Бежевый тем временем посмотрел в окно, откуда просматривался весь двор, и вдруг вид у него стал хмурый.
– Похоже, придется нам прервать наш разговор, – вздохнул он. – Ступай-ка ты покуда вон туда, в кабинет, и закрой хорошенько дверь. После поговорим.
Федька, перед тем как встать, тоже глянул в окно и увидел, что через двор к подъезду идет однорукий, пустой рукав телогрейки был у него засунут в карман. На душе сразу стало совсем погано, потому что этого однорукого он знал – кто-то на Сухаревке тайком ему показывал.

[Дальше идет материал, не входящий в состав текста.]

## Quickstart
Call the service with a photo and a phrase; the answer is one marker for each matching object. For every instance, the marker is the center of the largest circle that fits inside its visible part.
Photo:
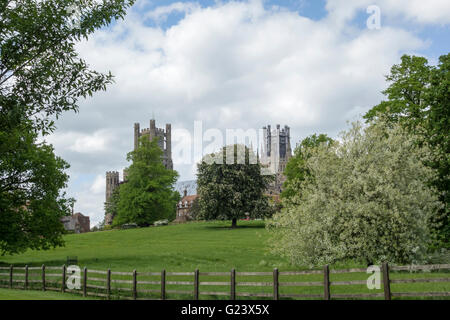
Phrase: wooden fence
(154, 285)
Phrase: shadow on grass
(228, 226)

То был бандюга-одиночка, который звался Клешня, – пожалуй, самый страшный человек из всех, о ком Федька-Федуло когда-либо слышал. Поскольку уцелевшей своей клешней (давшей ему и прозвище) стрелял через карман из нагана без раздумий и всегда без промаха. Делал это обычно, когда бывал трезв, хотя трезвости в себе на дух не переносил, от нее становился злым, как дьявол. Если на Сухаревке углядывал Клешня, что у кого-то кошелек с деньгами, – всё, можно тому гроб заказывать. Зато сам Клешня к вечеру будет пьяный и безопасный до следующего утра.
– Если к вам – не открывайте ему, дяденька, – предупредил Федька.
Но тот на него, на Федьку же, и озлился:
– Я тебе что сказал? А ну марш в кабинет! – С этими словами крепкой ручищей схватил мальчишку за плечо, проволок по коридору, запихнул в какую-то комнату с книжными шкафами и закрыл за ним дверь.
В ту же минуту во входную дверь позвонили, и Бежевый пошел открывать.
Федька сжался, притих, ожидая, что вот сейчас громыхнет выстрел…
Выстрела, однако, не последовало. Федька-Федуло прильнул ухом к двери и услышал хриплый голос Клешни:
– Вольницкий, не узнаёшь?.. Вспомни, вспомни питерский университет, а потом, уже при совдепах, московский цирк… Ты там – борцом, а я – одноруким Вильгельмом Теллем: пулей из нагана яблоко с головы у ассистентки сбивал. Ну что, теперь узнал? – И что-то добавил не то на немецком, не то на французском.
– Я сразу тебя узнал, Долин, – сказал Бежевый. – Что ж, давай проходи.